Maddenin birinci fıkrasında, mahkemece sorgusu yapılmış olmak şartıyla sanığın veya bu hususta sanık tarafından yetkili kılındığı hâllerde müdafisinin istemi ile duruşmada hazır bulunmaktan bağışık tutulabileceği kabul edilmiş,
Beşinci fıkrasında ise hastalık veya disiplin önlemi ya da zorunlu diğer nedenlerle yargılamanın yapıldığı yargı çevresi dışındaki bir hastane veya tutukevine nakledilmiş olan sanığın, sorgusu yapılmış olmak şartıyla, hazır bulundurulmasına gerek görülmeyen oturumlar için getirilmemesine mahkemece karar verilebileceği düzenlenmiştir.
Her iki fıkrada da sanığın sorgusunun yapılmış olması hâli bağışık tutulmanın şartı olarak belirtilmiş, ancak sanığın sorgusunun ne şekilde yapılacağı hususunda iki fıkrada da herhangi bir açıklamaya yer verilmemiş olup, bu konu maddenin ikinci fıkrasında düzenlenmiştir.
Bu düzenlemeye göre, alt sınırı beş yıldan az hapis cezasını gerektiren bir suçtan yargılanan sanığa, sorgusundan önce ifadesini esas mahkemesi huzurunda vermek isteyip istemediği sorulduktan sonra istinabe suretiyle sorguya çekilebilecektir. Alt sınırı beş yıl ve daha fazla hapis cezasını gerektiren suçlardan dolayı ise sanıkların sorgusunun mutlaka yargılamayı yapan mahkemece gerçekleştirilmesi zorunludur.
Sorgusundan önce sanığa, ifadesini yargılamayı yapan mahkeme huzurunda vermek isteyip istemediğinin sorulmaması veya sorulması üzerine duruşmadan bağışık tutulmak istemediğini belirtmesine karşın istinabe ile alınan ifadesiyle yetinilmesi savunma hakkının sınırlanması sonucunu doğuracaktır.
Sanığın duruşmada hazır bulunabilmesi, yükümlülük yönü olmakla birlikte öncelikle kendisi açısından bir hak olup bu hak adil yargılanma hakkının temel unsurlarından birini oluşturmaktadır.

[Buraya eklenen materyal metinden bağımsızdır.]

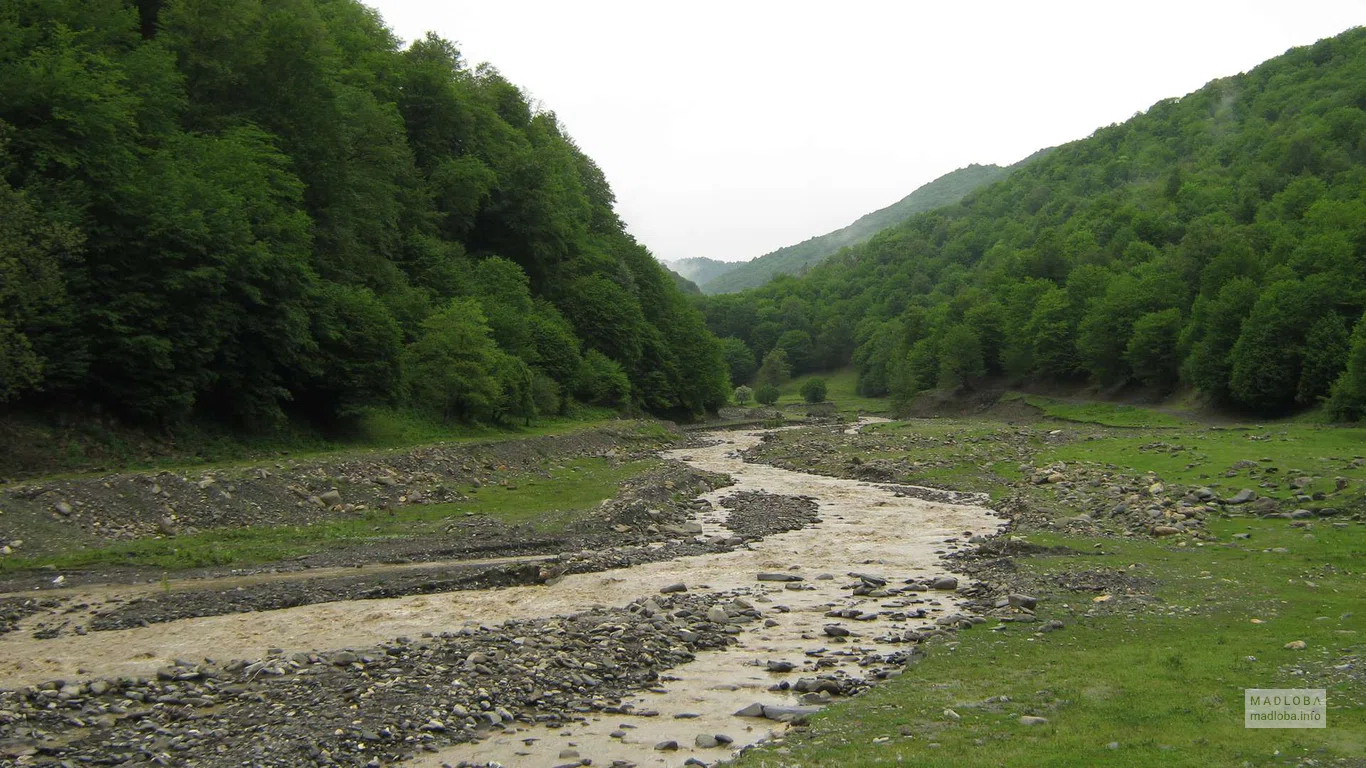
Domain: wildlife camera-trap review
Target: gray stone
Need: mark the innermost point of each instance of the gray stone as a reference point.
(944, 582)
(788, 714)
(343, 657)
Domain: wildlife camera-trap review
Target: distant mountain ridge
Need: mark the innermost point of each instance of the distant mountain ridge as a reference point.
(700, 268)
(727, 278)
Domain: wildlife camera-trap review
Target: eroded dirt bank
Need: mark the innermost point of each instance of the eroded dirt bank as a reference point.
(527, 675)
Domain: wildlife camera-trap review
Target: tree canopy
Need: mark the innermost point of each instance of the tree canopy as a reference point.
(1216, 241)
(260, 209)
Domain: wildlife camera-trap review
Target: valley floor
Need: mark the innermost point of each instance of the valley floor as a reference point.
(597, 596)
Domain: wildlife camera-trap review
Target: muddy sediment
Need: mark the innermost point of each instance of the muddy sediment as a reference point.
(133, 504)
(780, 612)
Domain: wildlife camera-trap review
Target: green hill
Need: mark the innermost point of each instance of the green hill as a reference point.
(241, 213)
(1216, 241)
(700, 268)
(791, 260)
(683, 283)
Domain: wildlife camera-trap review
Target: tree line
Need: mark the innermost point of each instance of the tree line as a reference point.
(268, 209)
(1216, 241)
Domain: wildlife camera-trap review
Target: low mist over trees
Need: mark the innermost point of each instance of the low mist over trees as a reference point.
(252, 211)
(1216, 241)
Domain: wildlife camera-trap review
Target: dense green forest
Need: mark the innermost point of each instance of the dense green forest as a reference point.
(264, 209)
(794, 260)
(700, 268)
(1216, 241)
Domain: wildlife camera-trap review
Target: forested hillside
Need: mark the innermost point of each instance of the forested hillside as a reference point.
(1217, 239)
(700, 268)
(792, 260)
(262, 209)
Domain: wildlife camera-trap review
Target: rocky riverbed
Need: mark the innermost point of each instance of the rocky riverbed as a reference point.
(691, 647)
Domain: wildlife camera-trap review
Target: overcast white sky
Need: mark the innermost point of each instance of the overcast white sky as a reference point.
(730, 129)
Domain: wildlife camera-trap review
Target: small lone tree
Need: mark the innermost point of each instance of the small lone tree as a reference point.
(813, 391)
(767, 394)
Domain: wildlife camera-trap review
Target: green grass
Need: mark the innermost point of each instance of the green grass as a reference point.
(1105, 414)
(1201, 457)
(1164, 679)
(547, 503)
(840, 388)
(1159, 674)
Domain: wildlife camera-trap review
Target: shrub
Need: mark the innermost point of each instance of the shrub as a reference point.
(767, 394)
(813, 391)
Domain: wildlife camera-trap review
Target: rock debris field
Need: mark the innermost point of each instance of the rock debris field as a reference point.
(780, 593)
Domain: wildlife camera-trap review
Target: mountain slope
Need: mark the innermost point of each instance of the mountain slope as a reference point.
(683, 283)
(791, 260)
(243, 213)
(1215, 241)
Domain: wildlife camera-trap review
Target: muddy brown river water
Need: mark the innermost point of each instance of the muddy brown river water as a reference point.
(865, 529)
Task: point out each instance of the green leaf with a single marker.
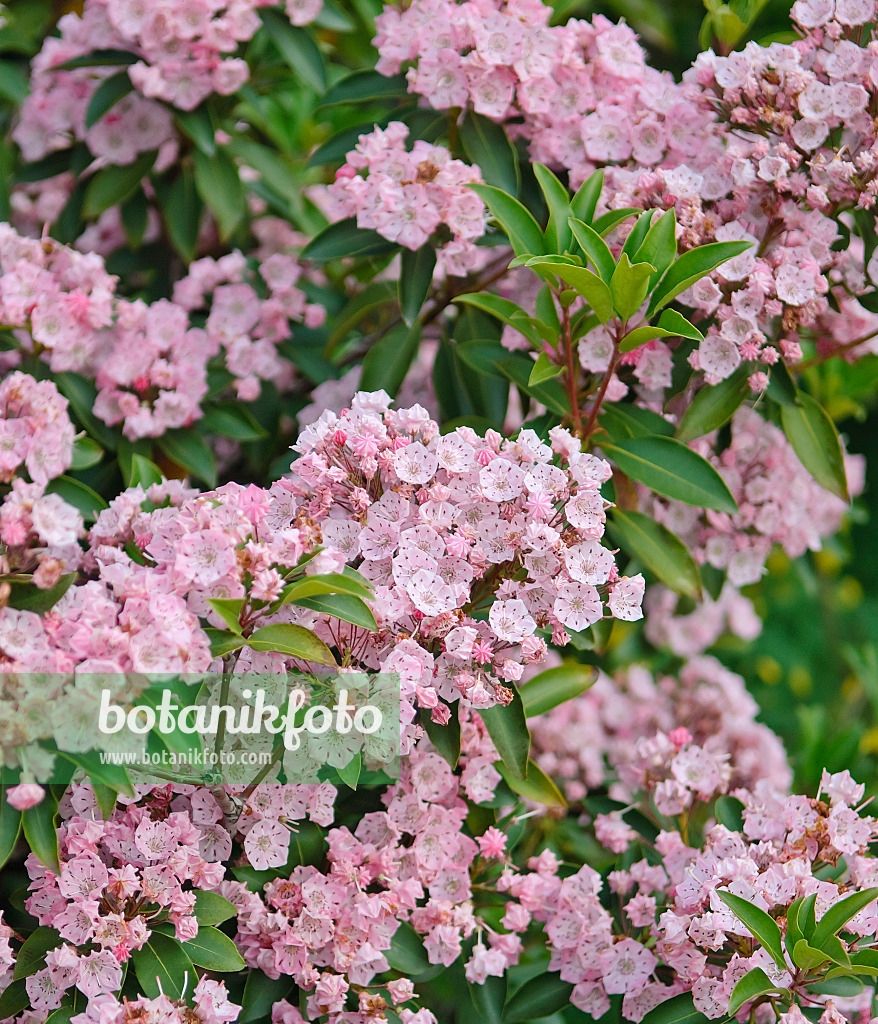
(344, 606)
(538, 997)
(557, 235)
(489, 998)
(661, 551)
(751, 986)
(516, 221)
(219, 185)
(10, 827)
(585, 201)
(345, 239)
(814, 440)
(622, 420)
(554, 686)
(537, 786)
(162, 967)
(389, 359)
(713, 407)
(41, 832)
(806, 956)
(416, 276)
(232, 420)
(181, 211)
(839, 913)
(189, 450)
(99, 58)
(296, 47)
(660, 245)
(142, 471)
(692, 266)
(230, 609)
(407, 953)
(82, 498)
(107, 95)
(222, 643)
(28, 597)
(260, 993)
(508, 730)
(595, 249)
(198, 126)
(544, 370)
(86, 454)
(115, 183)
(213, 950)
(32, 955)
(365, 86)
(13, 999)
(629, 286)
(488, 145)
(677, 1010)
(671, 469)
(760, 926)
(295, 641)
(595, 292)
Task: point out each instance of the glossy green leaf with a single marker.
(344, 239)
(544, 370)
(670, 468)
(516, 221)
(629, 285)
(219, 185)
(692, 266)
(228, 608)
(190, 451)
(389, 359)
(595, 292)
(29, 597)
(553, 686)
(114, 183)
(760, 925)
(296, 47)
(295, 641)
(213, 950)
(488, 145)
(751, 986)
(557, 233)
(541, 996)
(163, 968)
(344, 606)
(713, 407)
(585, 201)
(107, 95)
(88, 502)
(677, 1010)
(537, 787)
(659, 550)
(416, 276)
(814, 440)
(840, 913)
(508, 730)
(32, 955)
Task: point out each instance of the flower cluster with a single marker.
(149, 361)
(119, 878)
(407, 195)
(182, 54)
(634, 731)
(38, 530)
(778, 500)
(448, 525)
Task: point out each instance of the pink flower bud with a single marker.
(25, 796)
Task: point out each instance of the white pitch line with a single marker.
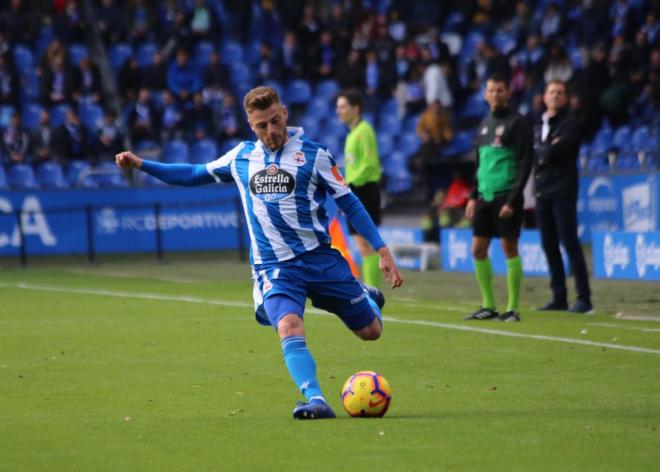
(436, 324)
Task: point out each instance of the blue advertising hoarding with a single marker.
(56, 222)
(626, 255)
(456, 256)
(618, 203)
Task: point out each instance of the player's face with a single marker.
(346, 112)
(496, 94)
(270, 125)
(555, 97)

Tarafı olduğumuz ve onaylamakla iç hukuk mevzuatına dahil ettiğimiz Avrupa İnsan Hakları ve Temel Özgürlüklerin Korunması Sözleşmesi'nin “Adil yargılanma hakkı” başlıklı 6. maddesinin üçüncü fıkrasının (c) bendinde, sanığın en azından kendi kendini savunma hakkı bulunduğu belirtilmekle, mahkeme huzurunda doğrudan savunmasını yapabilmesi için duruşmada hazır bulunma hakkının varlığı da zımnen kabul edilmiştir.

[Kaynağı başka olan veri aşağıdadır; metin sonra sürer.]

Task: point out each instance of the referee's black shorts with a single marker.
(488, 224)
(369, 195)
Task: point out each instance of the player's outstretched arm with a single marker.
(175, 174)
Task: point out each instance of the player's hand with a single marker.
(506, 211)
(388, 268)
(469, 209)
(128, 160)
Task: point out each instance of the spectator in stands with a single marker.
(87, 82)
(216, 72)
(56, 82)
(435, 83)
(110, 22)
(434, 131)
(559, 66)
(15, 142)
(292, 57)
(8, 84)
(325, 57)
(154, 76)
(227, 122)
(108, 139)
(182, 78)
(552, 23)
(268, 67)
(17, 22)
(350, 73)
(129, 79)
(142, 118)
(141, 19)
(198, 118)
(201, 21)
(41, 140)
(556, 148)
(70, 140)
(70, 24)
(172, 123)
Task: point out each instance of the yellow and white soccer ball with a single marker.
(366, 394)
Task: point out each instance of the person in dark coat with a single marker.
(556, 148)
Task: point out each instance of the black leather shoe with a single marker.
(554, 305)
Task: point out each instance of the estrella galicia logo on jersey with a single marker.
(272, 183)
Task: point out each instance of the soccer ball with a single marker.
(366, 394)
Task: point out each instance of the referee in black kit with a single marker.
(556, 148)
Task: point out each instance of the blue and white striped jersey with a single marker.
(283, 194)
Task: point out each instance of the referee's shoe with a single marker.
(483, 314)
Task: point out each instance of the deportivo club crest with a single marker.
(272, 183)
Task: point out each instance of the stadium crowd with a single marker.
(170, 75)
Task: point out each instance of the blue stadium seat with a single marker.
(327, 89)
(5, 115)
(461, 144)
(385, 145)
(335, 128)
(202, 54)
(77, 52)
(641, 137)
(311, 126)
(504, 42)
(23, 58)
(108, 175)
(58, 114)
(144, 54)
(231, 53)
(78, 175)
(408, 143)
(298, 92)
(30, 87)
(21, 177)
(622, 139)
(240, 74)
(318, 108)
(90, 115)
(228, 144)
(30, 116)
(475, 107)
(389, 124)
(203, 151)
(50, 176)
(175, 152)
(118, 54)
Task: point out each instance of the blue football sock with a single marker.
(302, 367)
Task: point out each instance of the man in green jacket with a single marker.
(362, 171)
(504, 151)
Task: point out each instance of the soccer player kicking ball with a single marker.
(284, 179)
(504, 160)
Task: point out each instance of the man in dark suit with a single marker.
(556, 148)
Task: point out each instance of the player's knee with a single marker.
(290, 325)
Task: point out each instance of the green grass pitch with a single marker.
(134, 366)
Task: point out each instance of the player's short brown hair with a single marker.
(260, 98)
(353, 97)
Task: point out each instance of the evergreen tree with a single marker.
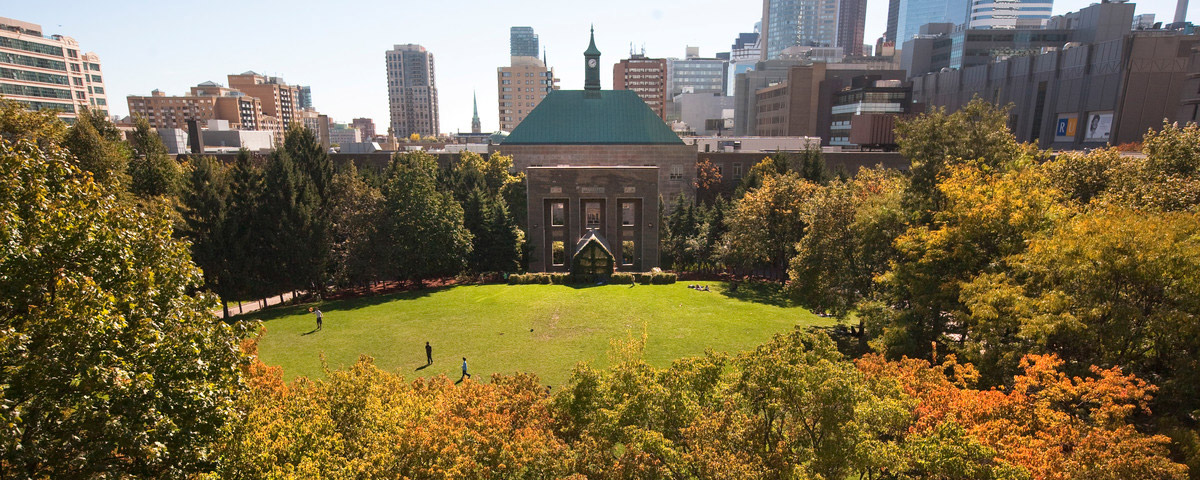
(315, 171)
(153, 172)
(246, 245)
(285, 216)
(357, 210)
(205, 205)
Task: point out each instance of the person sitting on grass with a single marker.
(465, 375)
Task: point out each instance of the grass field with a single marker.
(540, 329)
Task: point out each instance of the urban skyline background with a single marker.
(340, 54)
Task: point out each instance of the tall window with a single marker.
(557, 214)
(557, 253)
(592, 214)
(676, 173)
(627, 214)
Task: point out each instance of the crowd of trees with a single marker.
(793, 408)
(292, 221)
(1014, 315)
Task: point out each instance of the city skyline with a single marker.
(339, 57)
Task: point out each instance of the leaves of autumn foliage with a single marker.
(793, 408)
(1050, 425)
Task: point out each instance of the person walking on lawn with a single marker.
(317, 311)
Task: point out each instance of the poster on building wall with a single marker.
(1065, 131)
(1099, 125)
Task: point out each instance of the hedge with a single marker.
(655, 277)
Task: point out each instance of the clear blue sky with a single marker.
(339, 48)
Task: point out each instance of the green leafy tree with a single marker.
(988, 216)
(1115, 287)
(849, 241)
(113, 366)
(96, 145)
(767, 222)
(977, 135)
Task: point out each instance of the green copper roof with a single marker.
(589, 118)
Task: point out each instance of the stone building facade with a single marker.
(617, 203)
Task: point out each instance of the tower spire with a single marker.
(592, 61)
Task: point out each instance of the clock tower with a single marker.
(592, 66)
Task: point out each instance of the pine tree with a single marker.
(315, 178)
(205, 204)
(153, 172)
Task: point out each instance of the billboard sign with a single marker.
(1065, 131)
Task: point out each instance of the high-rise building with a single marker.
(807, 23)
(522, 42)
(647, 78)
(280, 100)
(889, 35)
(45, 73)
(744, 53)
(1008, 13)
(412, 91)
(305, 97)
(912, 13)
(207, 101)
(696, 75)
(851, 25)
(366, 126)
(521, 87)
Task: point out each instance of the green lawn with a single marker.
(541, 329)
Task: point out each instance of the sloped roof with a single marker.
(589, 118)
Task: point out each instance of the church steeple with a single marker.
(592, 64)
(475, 127)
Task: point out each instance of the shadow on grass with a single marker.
(334, 306)
(768, 293)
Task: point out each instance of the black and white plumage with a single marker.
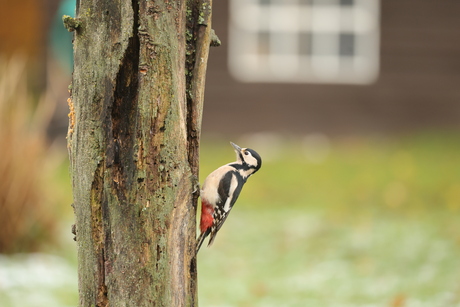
(221, 190)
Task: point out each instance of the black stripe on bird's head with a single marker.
(248, 157)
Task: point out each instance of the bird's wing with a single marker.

Kendisi yönünden hak olarak düzenlendiği kabul edilen bir hususta sanığın, bu hakkı ne şekilde kullanacağı konusunda hiçbir insiyatifinin olmadığının kabulü hâlinde hakkın varlığından da söz edilemeyecektir.
Nitekim, Avrupa İnsan Hakları Mahkemesinin 12 Şubat 1985 tarihli Colozza ve Rubinat/İtalya ile 25 Kasım 1997 tarihli Zana/Türkiye kararlarında, sözleşmeyle ... altına alınan bir hakkın kullanılmasından vazgeçilmesinin, bunun açıkça söylenmesiyle mümkün olabileceği belirtilmiş olup buna göre sanığın duruşmada hazır bulunma hakkından feragat etmesi de ancak bu hususu açıkça söylemesiyle mümkün olacaktır.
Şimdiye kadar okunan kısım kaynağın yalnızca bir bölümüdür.